In ‘Bechara Zamindar’ (and other writings) he saw the peasant as basically naive, uninformed and unaware of the changes taking place around him. In the same pamphlet, he underlines those factors that prevented the peasant from being politically organized and economically developed. One was the narrow religious obscurantism which clouded his vision, heightened ‘communal sentiments and destroyed his path’. For this reason, he targeted many superstitiuos beliefs and practices in rural areas and reminded the peasants, “Some exploit you by masqueranding as pirs; some as purohits; some as shah; some through bribery. …. Sometimes you are deceived in account. If you are prosperous then doms, miraris, bhats deceive you. If you are poor, then the moneylender sucks you like a leech. O peasant, how will you survive these demons….!

In the chapter ‘A New Message’, he asked peasants to discard puranic or orthodox ideas, adopt ‘new ideas’ shed their fatalistic outlook aquire a vision and gain self confidence and self-respect. Quoting from the Persian and Urdu poet Mohammad Iqbal, he urged the peasants to be self-reliant. He asked them to ‘aquire the traits of a lion’ and not to be influenced either by the moneylender or the government or by organizations like Congress, Hindu Mahasabha, Muslim League, Sikh League (among others). Instead they should rally around the Zamindar League and take advantage of its activities. He wrote, “I want to see the Punjab peasant prosperous and united …. awakened and standing on his feet, in action and organization.”

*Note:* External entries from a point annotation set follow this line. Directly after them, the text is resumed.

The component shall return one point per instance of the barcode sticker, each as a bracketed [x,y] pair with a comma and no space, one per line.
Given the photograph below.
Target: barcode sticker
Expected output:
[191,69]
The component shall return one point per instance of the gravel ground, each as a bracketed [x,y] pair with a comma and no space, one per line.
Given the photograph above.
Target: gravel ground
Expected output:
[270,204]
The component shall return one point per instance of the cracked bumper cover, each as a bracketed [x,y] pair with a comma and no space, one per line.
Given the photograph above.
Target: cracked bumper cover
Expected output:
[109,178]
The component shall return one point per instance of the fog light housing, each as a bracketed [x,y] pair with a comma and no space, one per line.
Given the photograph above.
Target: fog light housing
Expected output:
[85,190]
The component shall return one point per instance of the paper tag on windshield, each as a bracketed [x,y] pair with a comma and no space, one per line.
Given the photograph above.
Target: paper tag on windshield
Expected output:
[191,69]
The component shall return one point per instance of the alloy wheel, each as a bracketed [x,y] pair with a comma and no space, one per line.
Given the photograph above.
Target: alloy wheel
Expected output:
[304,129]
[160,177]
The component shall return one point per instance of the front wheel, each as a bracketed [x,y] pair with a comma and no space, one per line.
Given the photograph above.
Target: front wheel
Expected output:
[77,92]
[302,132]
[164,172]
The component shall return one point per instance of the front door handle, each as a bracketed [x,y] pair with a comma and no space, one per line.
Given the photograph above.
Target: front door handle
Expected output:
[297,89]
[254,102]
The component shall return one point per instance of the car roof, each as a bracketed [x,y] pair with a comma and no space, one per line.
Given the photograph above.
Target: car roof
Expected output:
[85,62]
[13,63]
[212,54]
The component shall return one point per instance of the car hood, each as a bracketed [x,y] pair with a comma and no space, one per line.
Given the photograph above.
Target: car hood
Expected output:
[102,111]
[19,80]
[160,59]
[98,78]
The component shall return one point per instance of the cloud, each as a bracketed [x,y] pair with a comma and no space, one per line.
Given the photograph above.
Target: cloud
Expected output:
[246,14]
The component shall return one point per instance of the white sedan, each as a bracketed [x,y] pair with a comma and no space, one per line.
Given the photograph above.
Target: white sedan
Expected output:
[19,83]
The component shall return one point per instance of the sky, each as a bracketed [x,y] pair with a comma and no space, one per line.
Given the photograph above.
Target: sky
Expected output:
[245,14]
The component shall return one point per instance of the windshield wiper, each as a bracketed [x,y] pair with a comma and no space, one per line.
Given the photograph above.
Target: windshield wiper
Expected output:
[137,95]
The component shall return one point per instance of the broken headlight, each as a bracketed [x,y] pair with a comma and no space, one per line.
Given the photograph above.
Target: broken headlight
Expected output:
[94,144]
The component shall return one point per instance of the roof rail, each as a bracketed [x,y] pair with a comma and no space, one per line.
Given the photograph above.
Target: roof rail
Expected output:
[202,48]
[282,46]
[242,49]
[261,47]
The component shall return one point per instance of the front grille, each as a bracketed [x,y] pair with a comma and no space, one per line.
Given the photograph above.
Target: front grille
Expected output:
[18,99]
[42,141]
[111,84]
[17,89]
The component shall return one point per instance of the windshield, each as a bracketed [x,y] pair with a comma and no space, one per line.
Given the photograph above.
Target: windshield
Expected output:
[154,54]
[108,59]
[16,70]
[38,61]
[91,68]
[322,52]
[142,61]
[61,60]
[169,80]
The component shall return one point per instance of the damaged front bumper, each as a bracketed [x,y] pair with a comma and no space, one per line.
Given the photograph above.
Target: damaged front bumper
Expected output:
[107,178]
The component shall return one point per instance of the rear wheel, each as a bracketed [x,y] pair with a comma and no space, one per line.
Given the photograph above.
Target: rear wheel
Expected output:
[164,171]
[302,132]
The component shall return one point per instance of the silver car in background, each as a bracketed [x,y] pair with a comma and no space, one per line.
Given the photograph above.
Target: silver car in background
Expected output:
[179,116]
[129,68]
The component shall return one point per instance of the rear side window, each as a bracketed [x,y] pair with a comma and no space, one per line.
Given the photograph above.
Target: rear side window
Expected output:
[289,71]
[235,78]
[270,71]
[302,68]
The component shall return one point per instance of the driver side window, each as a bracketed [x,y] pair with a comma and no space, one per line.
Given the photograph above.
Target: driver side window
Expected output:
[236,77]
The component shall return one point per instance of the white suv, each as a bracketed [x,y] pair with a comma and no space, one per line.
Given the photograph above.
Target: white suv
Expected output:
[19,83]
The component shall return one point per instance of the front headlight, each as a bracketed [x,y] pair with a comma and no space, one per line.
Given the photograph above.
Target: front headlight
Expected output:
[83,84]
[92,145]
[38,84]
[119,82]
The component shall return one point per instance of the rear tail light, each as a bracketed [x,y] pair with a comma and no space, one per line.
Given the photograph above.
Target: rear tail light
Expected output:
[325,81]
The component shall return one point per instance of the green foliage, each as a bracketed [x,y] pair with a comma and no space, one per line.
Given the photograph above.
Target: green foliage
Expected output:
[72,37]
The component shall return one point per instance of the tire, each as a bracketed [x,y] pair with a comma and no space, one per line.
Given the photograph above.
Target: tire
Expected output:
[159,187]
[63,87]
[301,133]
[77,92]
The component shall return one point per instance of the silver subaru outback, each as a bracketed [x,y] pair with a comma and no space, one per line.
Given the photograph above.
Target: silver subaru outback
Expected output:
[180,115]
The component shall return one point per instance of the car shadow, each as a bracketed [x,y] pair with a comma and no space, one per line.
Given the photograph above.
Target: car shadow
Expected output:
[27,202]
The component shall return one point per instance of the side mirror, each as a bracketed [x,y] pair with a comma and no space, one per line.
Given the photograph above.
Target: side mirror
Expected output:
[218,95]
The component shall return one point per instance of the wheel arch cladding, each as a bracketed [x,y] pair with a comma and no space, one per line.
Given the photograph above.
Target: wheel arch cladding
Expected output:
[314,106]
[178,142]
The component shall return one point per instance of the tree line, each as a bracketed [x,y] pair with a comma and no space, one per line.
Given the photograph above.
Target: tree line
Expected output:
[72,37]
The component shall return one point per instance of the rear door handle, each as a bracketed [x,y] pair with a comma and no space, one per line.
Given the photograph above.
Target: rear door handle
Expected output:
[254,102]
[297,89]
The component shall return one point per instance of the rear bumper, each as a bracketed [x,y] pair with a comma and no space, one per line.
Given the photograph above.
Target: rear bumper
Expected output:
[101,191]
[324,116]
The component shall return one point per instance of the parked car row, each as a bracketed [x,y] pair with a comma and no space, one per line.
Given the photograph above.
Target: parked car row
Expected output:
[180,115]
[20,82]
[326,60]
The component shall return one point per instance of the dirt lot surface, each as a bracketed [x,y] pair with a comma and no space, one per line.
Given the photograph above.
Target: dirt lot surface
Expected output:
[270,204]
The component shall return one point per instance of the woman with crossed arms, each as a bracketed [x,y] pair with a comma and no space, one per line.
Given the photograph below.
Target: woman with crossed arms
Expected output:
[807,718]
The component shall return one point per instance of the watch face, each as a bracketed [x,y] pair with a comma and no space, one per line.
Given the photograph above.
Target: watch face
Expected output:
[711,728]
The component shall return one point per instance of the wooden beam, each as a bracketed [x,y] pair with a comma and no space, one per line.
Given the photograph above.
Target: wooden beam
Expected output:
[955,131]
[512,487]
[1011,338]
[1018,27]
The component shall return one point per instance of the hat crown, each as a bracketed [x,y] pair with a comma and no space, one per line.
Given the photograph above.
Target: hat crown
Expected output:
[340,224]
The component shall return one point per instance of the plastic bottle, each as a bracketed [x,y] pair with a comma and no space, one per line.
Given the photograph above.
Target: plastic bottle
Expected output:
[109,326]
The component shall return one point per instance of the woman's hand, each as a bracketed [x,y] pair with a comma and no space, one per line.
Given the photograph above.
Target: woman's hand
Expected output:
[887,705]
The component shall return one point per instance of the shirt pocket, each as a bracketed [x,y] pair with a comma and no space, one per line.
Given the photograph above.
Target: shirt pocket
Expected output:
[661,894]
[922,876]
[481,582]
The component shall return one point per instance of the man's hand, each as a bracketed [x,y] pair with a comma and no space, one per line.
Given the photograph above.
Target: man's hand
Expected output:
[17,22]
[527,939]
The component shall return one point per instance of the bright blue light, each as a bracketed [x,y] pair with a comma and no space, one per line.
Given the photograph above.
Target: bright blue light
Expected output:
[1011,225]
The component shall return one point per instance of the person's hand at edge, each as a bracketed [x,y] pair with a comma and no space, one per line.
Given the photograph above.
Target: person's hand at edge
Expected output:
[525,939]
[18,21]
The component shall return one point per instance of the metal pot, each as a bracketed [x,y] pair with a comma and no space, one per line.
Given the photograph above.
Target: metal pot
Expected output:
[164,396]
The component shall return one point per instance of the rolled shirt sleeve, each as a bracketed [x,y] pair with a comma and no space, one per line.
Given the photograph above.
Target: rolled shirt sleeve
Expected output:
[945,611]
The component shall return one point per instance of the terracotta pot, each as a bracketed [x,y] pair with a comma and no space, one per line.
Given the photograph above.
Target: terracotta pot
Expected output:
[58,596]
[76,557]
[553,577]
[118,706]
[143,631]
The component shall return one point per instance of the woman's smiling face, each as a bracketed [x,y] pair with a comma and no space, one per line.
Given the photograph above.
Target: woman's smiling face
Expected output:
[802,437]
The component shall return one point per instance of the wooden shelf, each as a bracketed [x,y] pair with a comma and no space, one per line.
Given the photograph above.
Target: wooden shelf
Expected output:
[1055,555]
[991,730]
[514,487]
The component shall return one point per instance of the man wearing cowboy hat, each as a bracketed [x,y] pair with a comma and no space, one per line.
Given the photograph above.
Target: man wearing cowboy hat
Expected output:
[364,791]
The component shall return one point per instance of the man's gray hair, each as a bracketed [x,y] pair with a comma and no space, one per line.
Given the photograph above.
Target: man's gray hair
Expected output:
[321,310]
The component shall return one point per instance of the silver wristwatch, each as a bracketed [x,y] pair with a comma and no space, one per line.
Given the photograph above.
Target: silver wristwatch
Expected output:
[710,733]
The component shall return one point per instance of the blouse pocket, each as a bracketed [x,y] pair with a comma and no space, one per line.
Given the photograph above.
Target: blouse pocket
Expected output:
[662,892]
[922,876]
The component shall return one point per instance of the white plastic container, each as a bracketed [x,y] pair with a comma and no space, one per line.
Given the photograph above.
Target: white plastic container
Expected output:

Though ‘Bechara Zamindar’ could not be widely read by the rural population, its message was communicated by, among others, the bhajniks. Its appeal was further enhanced because the allegories and stories, along with the dialect, were rooted in the belief system and culture of the Jats (and peasants in general).

Relations with the British

There was an ambivalent relationship between Sir Chhotu Ram and the British, an aspect ignored by historians who have studied his role within the framework of military loyalism and imperial patronage in Punjab. These historians view the Jats as the mainstay of imperial authority in Punjab and regard Chhotu Ram as the spokesman of the rich and middle peasants. The reality, however, is that he was primarily concerned with the plight of the deprived, the downtrodden and the neglected.

He responded to imperial structures and forged tactical alliances with the British and with other agriculturists to further the combined interests of Hindu, Muslim and Sikh Jats and consolidate the cultural and territorial identity of Haryana Jats.

Sir Chhotu Ram was equally vocal in assailing the pre-colonial state for its unjustifiable claims over land. He critized the British for reinforcing pre-colonial principles of ‘darkness’ by claiming ownership of land.By putting forth his own conception of peasant identity, he moved away from the prevalent political rethoric of the Unionist Party (between 1925 and 33), which was primarily concerned with the greater employment of zamindars in government service.

He argued that a peasant was called a peasant by virtue of his ownership of the land. He also demanded the recognition of women as cultivators.

By the 30s, he was disenchanted with the colonial state. His pronouncements disturbed officials in Punjab who went so far as to accuse him of spreading socialism among peasants. The Punjab legislative council also came in for criticism for its lack of concern for the peasant. He said, “our brothers (especially in the Punjab council) were no better in so far as they supported the false claims of the government (in this regard).”

While recognizing the role of the colonial state in the life of the peasant, Sir Chhotu Ram exposed the government’s discriminatory policy towards agriculturists, and their lack of representation in public services.